Exta QRS in baseline noise VS noise treated as noise in PRECISE

In fact, annotation is the most technically challenging part of ECG interpretation – it’s foundation stone. Thus, having a precise annotation algorithm is essential for correct ECG interpretation.
Most of the current algorithms use approach of a “moving window”: a particular wave is expected to be found within an interval, so any peak found in this interval recorded as this wave, repeated for the duration of an ECG recording. Such an approach often fails with skipped beats, irregular abnormal rhythm, fast tachycardia (when those “windows” for R and P overlap), inverted waves and other conditions.

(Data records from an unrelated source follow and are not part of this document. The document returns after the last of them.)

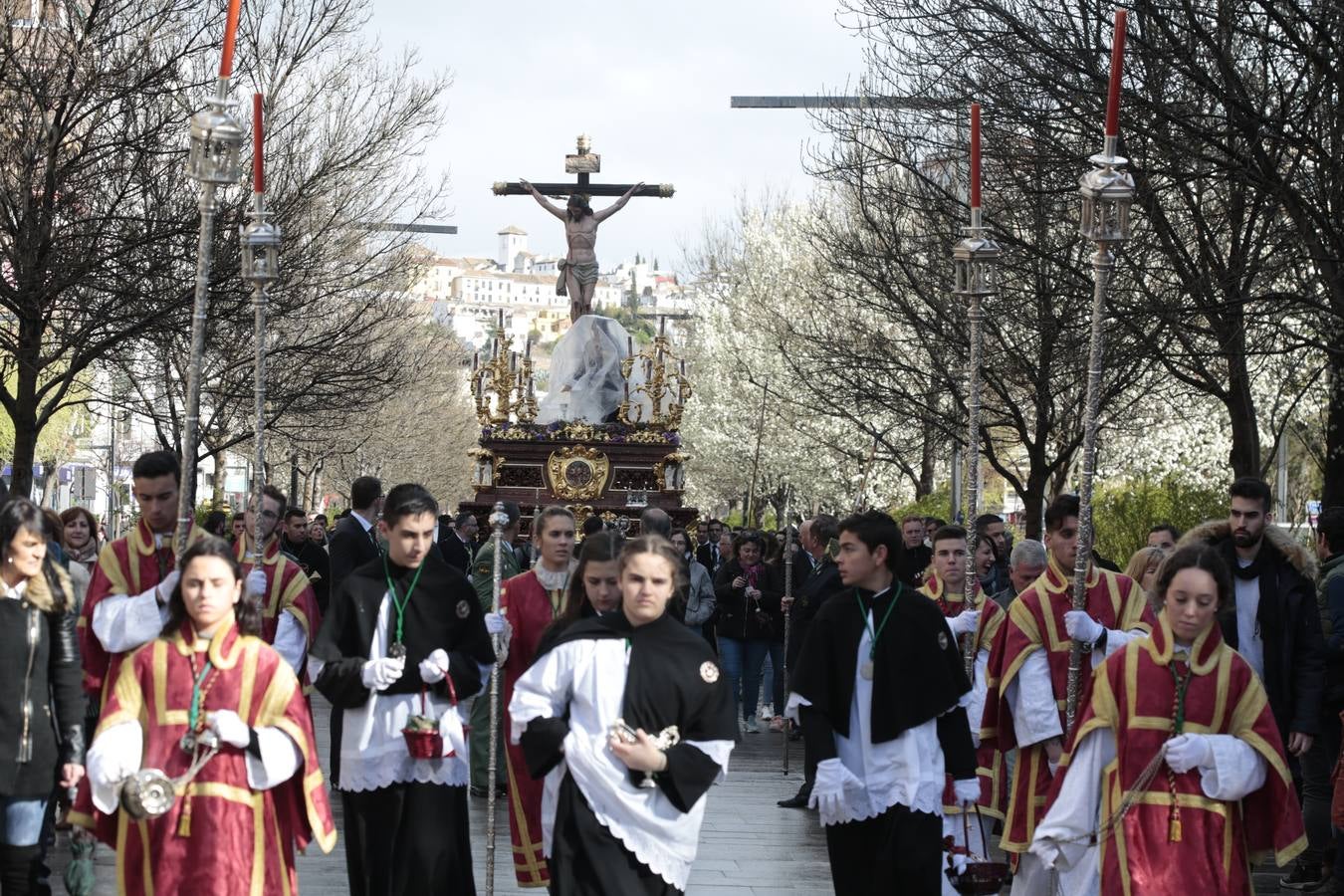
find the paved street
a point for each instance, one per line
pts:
(749, 846)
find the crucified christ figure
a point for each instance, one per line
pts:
(579, 266)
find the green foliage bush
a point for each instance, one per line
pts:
(1125, 510)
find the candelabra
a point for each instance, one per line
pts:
(504, 385)
(260, 243)
(665, 384)
(212, 161)
(1108, 191)
(975, 258)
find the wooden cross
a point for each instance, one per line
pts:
(584, 162)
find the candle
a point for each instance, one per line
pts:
(258, 140)
(1117, 65)
(226, 65)
(975, 154)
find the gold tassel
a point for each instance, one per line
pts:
(184, 819)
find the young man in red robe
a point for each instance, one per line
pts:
(289, 610)
(529, 603)
(945, 588)
(1028, 676)
(1176, 769)
(126, 603)
(233, 827)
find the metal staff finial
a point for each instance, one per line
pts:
(212, 160)
(1106, 195)
(260, 243)
(499, 522)
(974, 261)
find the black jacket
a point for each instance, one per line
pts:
(42, 676)
(316, 565)
(738, 617)
(349, 547)
(1290, 626)
(817, 585)
(456, 554)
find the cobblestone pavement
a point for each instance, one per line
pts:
(749, 846)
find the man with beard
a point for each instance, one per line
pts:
(821, 581)
(1275, 626)
(311, 559)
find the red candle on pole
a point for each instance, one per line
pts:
(975, 154)
(226, 66)
(258, 173)
(1117, 65)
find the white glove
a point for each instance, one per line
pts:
(1187, 751)
(968, 791)
(111, 769)
(828, 791)
(230, 727)
(964, 622)
(379, 675)
(164, 590)
(496, 623)
(434, 666)
(1082, 626)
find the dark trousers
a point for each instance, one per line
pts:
(898, 853)
(407, 840)
(1317, 790)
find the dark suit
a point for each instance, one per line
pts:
(349, 547)
(456, 554)
(709, 557)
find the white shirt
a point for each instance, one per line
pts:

In PRECISE we use a completely different approach. First, we carefully remove noise, moving from basic to a more specialized filtering, calculating noise levels and components for each particular ECG. Then we remove baseline wandering. Then – detect each feature on a signal: each upward and downward peak. So we leave no blind spots – waves that remain unrecognized in other approaches because “windows” didn’t “expect” them to appear where they actually are. The next level is annotating itself – naming detected waves/peaks.